In QSR 2.0 we provide a new feature where the Safe Layout Tool packs the generated data into the resource file automatically. In your safety application, you need to load the layout file, and QSafeLayout class reads and validates the data asset. You can have multiple layout files. For example, in this game demo, we can have several game maps.

static QSafeLayoutResourceReader firstMap("/layoutData/GameArea/GameArea1.srl");
static QSafeLayoutResourceReader secondMap("/layoutData/GameArea/GameArea2.srl");

Controlling the Pacman

The Player needs to move the Pacman. For UI control purposes, Safe Render provides an event interface called QSafeEvent. QSafeEvent is the base class, and it is a fixed-length byte array. The base class encodes and decodes the data to/from a byte array in the correct endianness.

There are several options for how to send these events to your safety application. For example, you can send error messages from an external processor or state changes from the main user interface.

In version 2.0, we have introduced a new API, QSafeEventSender, which makes it possible to safely send QSafeEvents between processes and threads. QSafeEventSender sends a message using the message queue interface of the operating system and has an implementation for QNX, INTEGRITY, POSIX, and TCP-socket interface.

In this example, we sent the control events from Python. The key events are received from the Pyside6 Qt Widget, converted to a QSafeEvent, and then sent through TCP/IP socket.

def createKeyEvents(key):
    # The event id's are defined in qsafeevent.h
    bytes = EventId.SYSTEMSTATECHANGE.to_bytes(4, byteorder='big', signed=False)
    bytes += key.to_bytes(4, byteorder='big', signed=False)
    return bytes.ljust(128, b"\x00")

 def keyReleaseEvent(self, e):
     if e.key() == Qt.Key_Left:
     keyevent = createKeyEvents(0)

Game Logic

Finally, we have to clue the key events to a Pacman movement. The key events are sent from the Python script and packed to the QSafeEventSystem-class. Saferenderer provides the API for the application to hook to the event system using the event filter callback function:

enum Direction {
    Left, Right, Up, Down, Stop
Direction g_playerDirection;

static bool filterEvents(const QSafeEvent &event)
    if (event.getEventId() == EventSystemStateChange) {
        QSafeEventSystem keyEvent(event);
        quint32 key = keyEvent.systemEventId();
        g_playerDirection = static_cast<Direction>(key);
        return true;

EventHandler msgHandler(stateManager, telltaleWindow);

Then based on the key event we can change the Pacman state changes by using the QSafeEventChangeState

QSafeEventChangeState pacmanState;

In the "left"-state the sprite image is changed.


We can move the Pacman with the QSafeEventPosition event.

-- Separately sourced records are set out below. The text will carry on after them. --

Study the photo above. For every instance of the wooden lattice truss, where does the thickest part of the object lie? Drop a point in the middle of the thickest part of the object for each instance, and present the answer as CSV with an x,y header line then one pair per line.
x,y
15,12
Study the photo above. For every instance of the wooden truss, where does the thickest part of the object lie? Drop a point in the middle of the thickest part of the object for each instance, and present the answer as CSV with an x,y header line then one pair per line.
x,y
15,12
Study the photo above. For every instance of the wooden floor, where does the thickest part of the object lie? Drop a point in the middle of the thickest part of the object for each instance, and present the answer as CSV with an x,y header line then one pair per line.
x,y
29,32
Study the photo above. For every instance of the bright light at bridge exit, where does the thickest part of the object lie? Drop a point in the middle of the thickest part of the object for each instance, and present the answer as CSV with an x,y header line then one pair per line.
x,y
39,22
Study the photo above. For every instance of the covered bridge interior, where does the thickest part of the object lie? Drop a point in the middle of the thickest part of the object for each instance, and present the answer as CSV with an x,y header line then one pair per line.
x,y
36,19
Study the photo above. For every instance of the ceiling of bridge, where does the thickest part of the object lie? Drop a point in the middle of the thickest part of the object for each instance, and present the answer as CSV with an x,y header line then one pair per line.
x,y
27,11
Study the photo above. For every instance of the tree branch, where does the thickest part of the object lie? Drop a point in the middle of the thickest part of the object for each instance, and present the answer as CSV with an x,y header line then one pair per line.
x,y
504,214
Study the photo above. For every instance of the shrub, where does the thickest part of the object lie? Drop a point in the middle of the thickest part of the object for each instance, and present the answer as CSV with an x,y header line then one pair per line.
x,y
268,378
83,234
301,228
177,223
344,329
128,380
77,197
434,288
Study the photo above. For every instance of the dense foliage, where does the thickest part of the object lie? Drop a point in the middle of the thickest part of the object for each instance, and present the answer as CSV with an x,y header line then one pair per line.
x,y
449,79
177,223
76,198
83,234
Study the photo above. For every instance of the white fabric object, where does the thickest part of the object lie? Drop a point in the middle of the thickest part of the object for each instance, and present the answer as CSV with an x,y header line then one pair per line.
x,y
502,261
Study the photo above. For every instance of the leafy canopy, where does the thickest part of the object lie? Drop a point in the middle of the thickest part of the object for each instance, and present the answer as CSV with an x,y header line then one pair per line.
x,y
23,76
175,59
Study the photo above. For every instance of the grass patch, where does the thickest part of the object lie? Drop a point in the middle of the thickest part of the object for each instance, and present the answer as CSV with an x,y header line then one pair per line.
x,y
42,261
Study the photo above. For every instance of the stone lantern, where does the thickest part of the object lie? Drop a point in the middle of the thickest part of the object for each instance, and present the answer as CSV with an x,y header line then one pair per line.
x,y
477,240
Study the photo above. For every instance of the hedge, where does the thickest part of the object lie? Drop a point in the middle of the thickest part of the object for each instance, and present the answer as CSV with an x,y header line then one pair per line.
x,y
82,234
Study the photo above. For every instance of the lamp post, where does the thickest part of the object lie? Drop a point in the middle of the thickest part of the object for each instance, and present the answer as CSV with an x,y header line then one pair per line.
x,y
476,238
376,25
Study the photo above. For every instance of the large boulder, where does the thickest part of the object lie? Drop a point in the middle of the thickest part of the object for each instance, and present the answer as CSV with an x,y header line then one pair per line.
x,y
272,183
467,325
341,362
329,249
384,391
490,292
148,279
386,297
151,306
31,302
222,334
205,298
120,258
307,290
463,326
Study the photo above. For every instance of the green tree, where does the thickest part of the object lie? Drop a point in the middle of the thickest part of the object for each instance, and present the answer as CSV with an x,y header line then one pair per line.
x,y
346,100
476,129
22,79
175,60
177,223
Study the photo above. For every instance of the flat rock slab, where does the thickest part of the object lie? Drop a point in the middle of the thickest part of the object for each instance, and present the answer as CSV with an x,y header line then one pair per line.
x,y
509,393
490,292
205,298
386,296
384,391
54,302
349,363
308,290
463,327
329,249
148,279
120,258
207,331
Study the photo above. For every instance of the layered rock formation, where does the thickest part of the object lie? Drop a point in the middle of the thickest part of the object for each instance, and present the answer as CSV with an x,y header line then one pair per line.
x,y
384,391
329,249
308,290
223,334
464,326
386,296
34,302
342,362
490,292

QSafeEventPosition newPosition;
QSafePoint nextPos = getDirection(monster, index);

In QSR 2.0 we have introduced a new API StateManager::getItemAtPosition. It returns the ID of the topmost item in the given position. In this demo, the API is used for collision detection. You can use this API for other purposes like touch handling to find the pressed item.

const quint32 itemId = g_stateManager->getItemAtPosition(x, y);
const LayoutData &item = g_layoutPtr->getLayoutItem(itemId);
if (item.id() == qsafe_hash_string("monster")) {

That's all Folks!

As you can see, writing safety applications using the safe renderer is pretty straightforward. We continue to add support for more QML types in our Qt Safelayout tool in coming releases, but already, there are quite a lot of things you can do with our ASIL-D pre-certified tooling and renderer. Qt Safe Renderer version 2.0 release candidate is already available.